Concern Over Low-Immunity Polio Cases Downplayed

YERUSHALAYIM
Polio medication at a children’s health facility in Yerushalayim this week. (Yonatan Sindel/Flash90)
Polio medication at a children’s health facility in Yerushalayim this week. (Yonatan Sindel/Flash90)

In the face of mounting public concern in Israel about the risk to people with weakened immune systems during the current polio vaccination campaign, healthcare professionals were saying that the fears were exaggerated and that most children would be safe from infection.

Parents and teachers in particular expressed alarm that individuals with low immunity could be exposed to the life-threatening disease, and that many children would have to remain home from school until the campaign ends in November as a protective measure. The Israeli school year begins next week.

A kindergarten of 60 children in Netanya sent a letter to parents not to send children who had not been vaccinated, Ynet reported. Parents complained about the inability to obtain vaccinations right away, and the general uncertainty as to the safety of their children.

However, the Health Ministry insisted that the fears were overstated. Only a few hundred children in the country who had recently undergone a bone marrow transplant, suffered from active leukemia or had a shortage of gamma globulin in their blood, would have to stay home, official said.

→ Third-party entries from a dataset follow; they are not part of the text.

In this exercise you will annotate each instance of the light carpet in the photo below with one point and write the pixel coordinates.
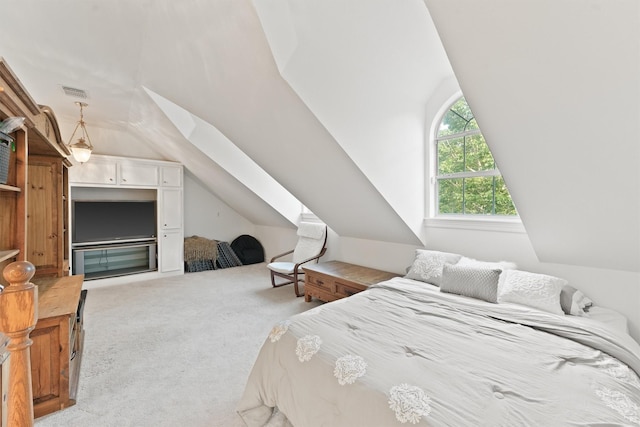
(174, 351)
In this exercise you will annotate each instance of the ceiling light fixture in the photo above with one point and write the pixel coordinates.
(82, 148)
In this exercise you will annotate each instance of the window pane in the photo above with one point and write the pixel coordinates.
(478, 195)
(451, 156)
(450, 193)
(478, 156)
(504, 205)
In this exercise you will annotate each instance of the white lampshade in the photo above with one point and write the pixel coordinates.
(81, 150)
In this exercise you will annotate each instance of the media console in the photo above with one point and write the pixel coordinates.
(98, 261)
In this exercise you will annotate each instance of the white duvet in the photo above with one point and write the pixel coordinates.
(405, 353)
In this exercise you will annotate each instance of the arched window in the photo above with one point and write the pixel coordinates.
(467, 180)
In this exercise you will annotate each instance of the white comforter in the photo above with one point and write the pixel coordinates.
(405, 353)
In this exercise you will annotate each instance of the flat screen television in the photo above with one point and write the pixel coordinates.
(112, 221)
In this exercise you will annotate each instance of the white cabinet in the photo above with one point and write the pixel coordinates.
(171, 208)
(171, 251)
(171, 176)
(95, 171)
(111, 176)
(132, 173)
(171, 231)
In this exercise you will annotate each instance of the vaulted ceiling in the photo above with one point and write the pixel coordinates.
(269, 103)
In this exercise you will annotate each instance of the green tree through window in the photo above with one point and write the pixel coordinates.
(468, 181)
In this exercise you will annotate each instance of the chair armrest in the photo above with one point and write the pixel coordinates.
(310, 259)
(281, 255)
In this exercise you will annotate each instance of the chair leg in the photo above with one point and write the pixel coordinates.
(295, 285)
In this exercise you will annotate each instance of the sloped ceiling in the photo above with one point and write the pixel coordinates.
(555, 87)
(211, 59)
(329, 99)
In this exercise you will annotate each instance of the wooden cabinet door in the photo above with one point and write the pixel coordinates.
(44, 215)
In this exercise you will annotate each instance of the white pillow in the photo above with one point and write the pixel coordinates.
(502, 265)
(427, 265)
(531, 289)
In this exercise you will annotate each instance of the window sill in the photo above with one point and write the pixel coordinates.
(504, 225)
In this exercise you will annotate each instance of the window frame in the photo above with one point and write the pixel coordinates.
(491, 222)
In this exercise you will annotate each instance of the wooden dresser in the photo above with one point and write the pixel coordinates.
(332, 280)
(57, 343)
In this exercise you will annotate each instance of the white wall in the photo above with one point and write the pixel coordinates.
(207, 216)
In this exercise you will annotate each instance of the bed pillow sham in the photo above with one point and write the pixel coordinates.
(531, 289)
(427, 265)
(475, 282)
(574, 302)
(502, 265)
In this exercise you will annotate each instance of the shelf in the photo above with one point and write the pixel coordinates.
(9, 253)
(117, 272)
(4, 187)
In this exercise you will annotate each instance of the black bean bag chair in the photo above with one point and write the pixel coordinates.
(248, 249)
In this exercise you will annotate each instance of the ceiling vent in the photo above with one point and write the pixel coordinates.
(75, 92)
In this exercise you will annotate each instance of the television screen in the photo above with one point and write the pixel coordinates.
(98, 221)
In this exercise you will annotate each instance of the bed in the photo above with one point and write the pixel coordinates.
(436, 348)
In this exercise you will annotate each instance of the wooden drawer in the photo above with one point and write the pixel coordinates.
(333, 280)
(321, 282)
(346, 289)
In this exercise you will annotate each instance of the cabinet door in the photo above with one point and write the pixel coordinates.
(171, 209)
(171, 176)
(44, 219)
(171, 251)
(96, 171)
(138, 174)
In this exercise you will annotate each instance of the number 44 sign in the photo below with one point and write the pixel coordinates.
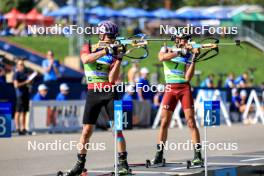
(211, 113)
(5, 120)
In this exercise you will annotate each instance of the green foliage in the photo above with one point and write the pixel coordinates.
(230, 58)
(22, 5)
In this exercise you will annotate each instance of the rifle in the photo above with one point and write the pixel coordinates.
(125, 46)
(212, 47)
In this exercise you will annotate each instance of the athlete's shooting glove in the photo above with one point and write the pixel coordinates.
(180, 51)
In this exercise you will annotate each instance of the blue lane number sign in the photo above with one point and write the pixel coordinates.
(5, 120)
(211, 113)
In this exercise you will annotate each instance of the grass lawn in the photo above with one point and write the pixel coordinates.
(230, 58)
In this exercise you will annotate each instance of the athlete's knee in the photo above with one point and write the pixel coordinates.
(165, 121)
(120, 136)
(87, 131)
(191, 123)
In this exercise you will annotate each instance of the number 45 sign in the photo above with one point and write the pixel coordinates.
(211, 113)
(122, 115)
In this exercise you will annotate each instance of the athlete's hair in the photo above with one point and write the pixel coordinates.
(109, 28)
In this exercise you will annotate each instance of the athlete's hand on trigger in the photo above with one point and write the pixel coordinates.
(113, 50)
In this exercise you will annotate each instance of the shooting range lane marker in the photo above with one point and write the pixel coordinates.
(143, 172)
(252, 159)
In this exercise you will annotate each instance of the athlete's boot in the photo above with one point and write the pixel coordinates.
(123, 168)
(158, 158)
(78, 167)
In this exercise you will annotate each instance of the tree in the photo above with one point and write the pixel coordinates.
(22, 5)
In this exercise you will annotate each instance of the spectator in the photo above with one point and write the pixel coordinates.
(132, 73)
(208, 82)
(42, 93)
(128, 96)
(64, 92)
(21, 81)
(51, 67)
(2, 72)
(230, 81)
(143, 91)
(242, 81)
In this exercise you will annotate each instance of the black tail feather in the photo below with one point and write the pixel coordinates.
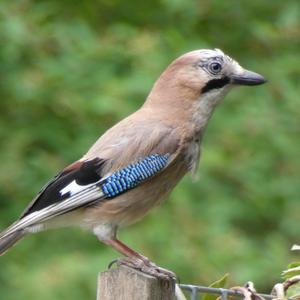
(9, 240)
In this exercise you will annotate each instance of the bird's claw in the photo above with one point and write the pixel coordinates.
(146, 266)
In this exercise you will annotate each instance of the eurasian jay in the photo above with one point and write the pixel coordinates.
(135, 164)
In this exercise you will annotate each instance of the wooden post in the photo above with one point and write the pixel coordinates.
(124, 283)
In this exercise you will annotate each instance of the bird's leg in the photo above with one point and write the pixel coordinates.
(137, 261)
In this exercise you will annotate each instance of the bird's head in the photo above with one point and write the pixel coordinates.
(203, 76)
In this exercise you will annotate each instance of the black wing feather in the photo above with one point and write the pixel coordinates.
(82, 172)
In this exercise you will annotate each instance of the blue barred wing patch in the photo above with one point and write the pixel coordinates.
(129, 177)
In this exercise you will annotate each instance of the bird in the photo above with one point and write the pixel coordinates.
(136, 163)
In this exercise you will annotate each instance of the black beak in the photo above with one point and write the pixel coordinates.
(248, 78)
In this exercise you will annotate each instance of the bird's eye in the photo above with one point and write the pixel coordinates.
(215, 67)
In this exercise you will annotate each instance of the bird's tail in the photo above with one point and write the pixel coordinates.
(7, 241)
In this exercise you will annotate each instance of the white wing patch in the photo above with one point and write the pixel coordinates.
(73, 188)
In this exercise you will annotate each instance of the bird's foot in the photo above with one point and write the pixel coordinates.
(144, 265)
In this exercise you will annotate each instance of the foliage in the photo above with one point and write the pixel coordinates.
(71, 69)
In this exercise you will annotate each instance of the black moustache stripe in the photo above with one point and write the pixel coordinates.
(215, 84)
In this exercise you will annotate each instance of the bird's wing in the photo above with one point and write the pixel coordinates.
(93, 179)
(80, 173)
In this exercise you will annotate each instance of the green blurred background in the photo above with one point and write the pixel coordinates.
(71, 69)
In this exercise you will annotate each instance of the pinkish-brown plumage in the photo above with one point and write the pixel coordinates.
(171, 121)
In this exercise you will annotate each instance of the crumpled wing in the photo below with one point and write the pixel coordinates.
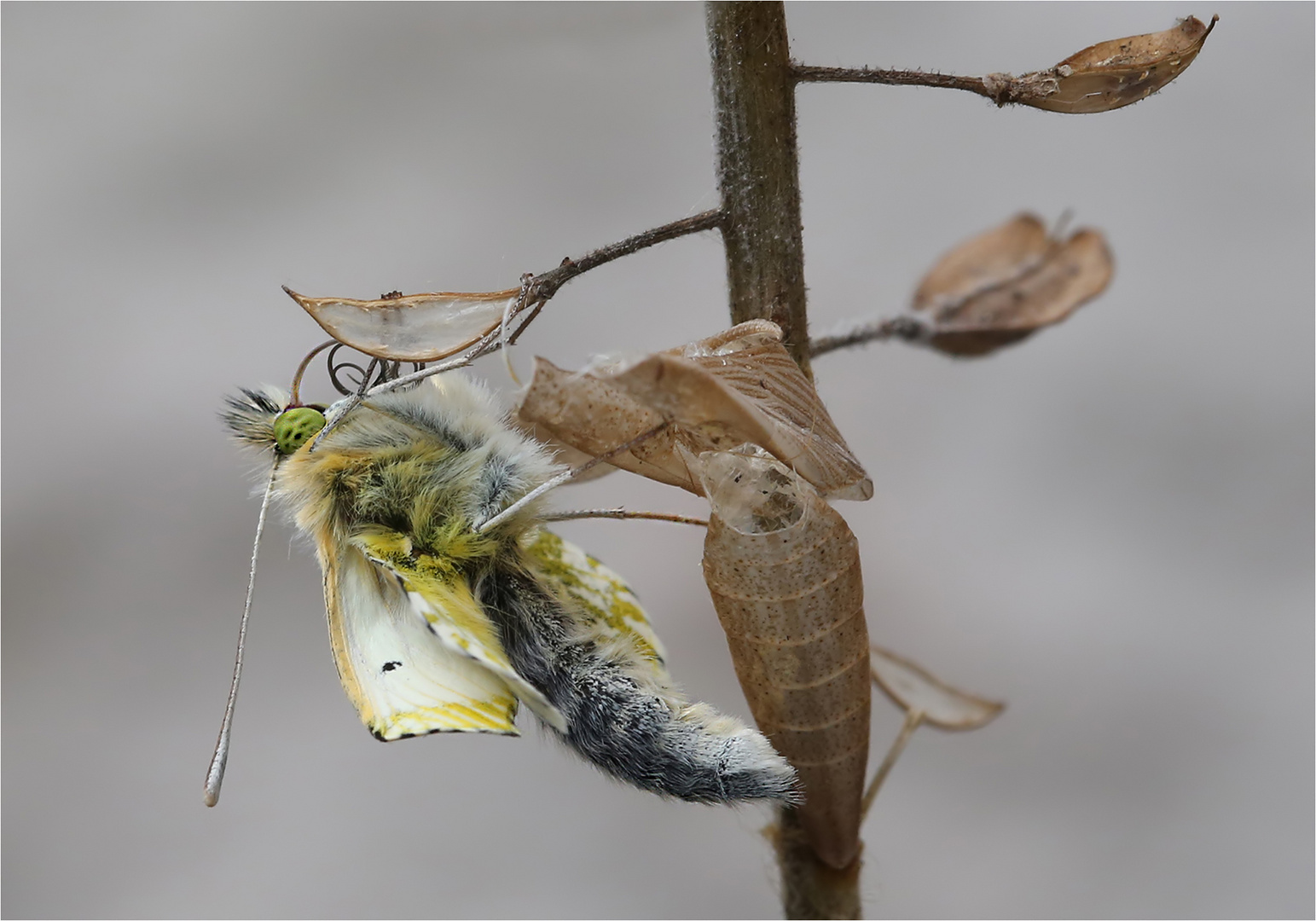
(446, 607)
(400, 678)
(600, 595)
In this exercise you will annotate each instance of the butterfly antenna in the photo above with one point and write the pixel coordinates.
(302, 368)
(215, 777)
(503, 341)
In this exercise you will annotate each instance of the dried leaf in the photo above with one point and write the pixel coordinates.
(737, 387)
(915, 690)
(564, 453)
(1010, 281)
(416, 327)
(594, 417)
(1112, 74)
(783, 570)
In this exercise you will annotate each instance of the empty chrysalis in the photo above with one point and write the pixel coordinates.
(450, 604)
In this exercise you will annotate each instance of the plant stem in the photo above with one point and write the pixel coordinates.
(758, 178)
(758, 167)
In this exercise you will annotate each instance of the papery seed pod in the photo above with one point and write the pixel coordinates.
(783, 570)
(1001, 286)
(417, 327)
(1108, 75)
(736, 387)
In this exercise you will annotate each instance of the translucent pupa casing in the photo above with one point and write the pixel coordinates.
(783, 570)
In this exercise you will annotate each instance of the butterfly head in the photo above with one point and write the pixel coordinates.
(264, 419)
(293, 428)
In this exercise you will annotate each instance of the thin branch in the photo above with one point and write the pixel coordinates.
(542, 287)
(624, 513)
(913, 719)
(892, 327)
(536, 291)
(898, 78)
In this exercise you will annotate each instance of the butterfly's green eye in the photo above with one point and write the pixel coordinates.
(295, 428)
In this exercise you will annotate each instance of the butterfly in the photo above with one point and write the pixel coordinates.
(449, 605)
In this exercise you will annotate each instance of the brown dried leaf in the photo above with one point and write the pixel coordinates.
(593, 416)
(1010, 281)
(564, 453)
(783, 570)
(1114, 74)
(915, 690)
(737, 387)
(416, 327)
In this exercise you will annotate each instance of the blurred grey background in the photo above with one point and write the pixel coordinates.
(1110, 526)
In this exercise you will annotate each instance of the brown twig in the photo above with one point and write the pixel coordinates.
(542, 287)
(892, 327)
(536, 291)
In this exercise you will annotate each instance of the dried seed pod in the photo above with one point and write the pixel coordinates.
(1107, 75)
(1007, 283)
(417, 327)
(739, 385)
(783, 570)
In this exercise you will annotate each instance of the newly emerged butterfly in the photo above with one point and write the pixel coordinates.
(445, 613)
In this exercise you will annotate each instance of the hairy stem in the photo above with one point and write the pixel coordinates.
(758, 167)
(758, 178)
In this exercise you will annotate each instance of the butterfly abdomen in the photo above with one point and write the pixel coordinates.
(617, 714)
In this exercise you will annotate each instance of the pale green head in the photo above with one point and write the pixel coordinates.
(295, 428)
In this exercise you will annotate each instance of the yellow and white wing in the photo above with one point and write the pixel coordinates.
(443, 601)
(605, 599)
(399, 675)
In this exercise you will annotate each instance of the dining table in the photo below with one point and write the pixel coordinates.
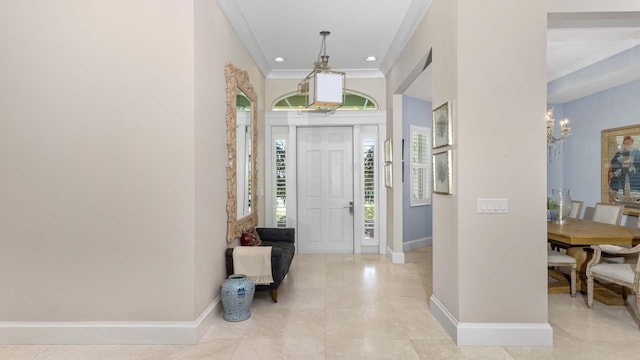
(577, 236)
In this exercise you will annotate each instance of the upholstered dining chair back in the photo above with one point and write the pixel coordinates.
(576, 209)
(608, 213)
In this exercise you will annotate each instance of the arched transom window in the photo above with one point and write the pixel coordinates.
(352, 101)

Prof. Eli Somekh, head of the Israel Pediatric Association and chairman of the Health Ministry’s advisory council on the vaccination campaign, said that the number of people at high risk is very small, limited mostly to bone marrow transplant patients or those with congenital problems producing antibodies, Haaretz reported.

People with bone-marrow transplants should be inoculated with the killed-virus vaccine (the current campaign uses a live-attenuated vaccine), while those with antibody production problems should ingest a special solution containing antibodies every month.

But that did not mean that no one else would be at risk — including cancer patients, people taking biological drugs and anyone on treatment that suppresses the immune system, such as radiation, chemotherapy or high dosages of steroids. People in this group, as well as those around them, should be extra careful about hygiene, washing their hands frequently, to prevent contracting polio.

“You have to remember that most people have been vaccinated against polio,” Somekh said. “They received the vaccine in the past.”

Health Ministry Director General Roni Gamzo explained that action had to be taken, as the polio virus “is spreading. We must stop it,” he told Army Radio earlier this month. In addition, World Health Organization experts informed the ministry of the danger of the disease spreading beyond Israel’s borders, and urged vaccinations.

Gamzo also tried to calm fears, saying that the vaccinations are safe because the treatment is based on a living polio virus rather than a killed sample. “There are no significant side effects,” he said. “The danger is zero. Vaccinate your children so that the child will not carry and spread the disease to your family and friends.”

Gamzo and Somekh were responding to fears voiced by parents whose children have weakened immune systems, such as one whose 9-year-old daughter has leukemia. Her mother on Sunday described how her daughter, having just completed a course of chemotherapy, was planning to return to school this year after two-and-a-half years at home.

“Now, all that can’t happen, because of the live-attenuated polio vaccine, which every child in the country up to age nine is receiving these days,” she wrote. “My daughter can’t be around children who were vaccinated, or people who came into contact with them within two weeks [afterward]. Because the Health Ministry decided to vaccinate everyone with the live-attenuated virus, rather than the dead one, and also didn’t trouble to squeeze all the vaccinations into a defined time period … I and all other oncology families in Israel are in an unreasonable situation.”

“My doctor told me explicitly that even if my daughter received the dead-virus vaccine today, she still can’t be around children who received the live-attenuated vaccine, at least during the first two weeks,” Eliyahu explained. But since the campaign is slated to continue through November, rather than lasting only two or three weeks, there’s no way of knowing when other children or their siblings were vaccinated, and therefore no way of knowing whether they’re still in the first two weeks.

Somekh answered that in most cases children with weakened immune systems can go to school safely, as long as they’ve received the dead-virus vaccine and are careful about hygiene. But added that parents should consult their physician.

Prof. Shai Ashkenazi, an expert in infectious diseases at Schneider Children’s Medical Center, supported the view that children vaccinated with the dead virus needn’t fear going to school. The risk they face from ordinary viruses, like flu or dysentery, is “thousands of times greater than that from a virus that’s already been attenuated,” he said.

The vaccination campaign is expected to last 60 days and require approximately one million doses.

So far, about 170,000 children in Israel out of a total of one million have received oral polio vaccine. The Health Ministry announced on Tuesday that 35,000 received two drops of OPV that day.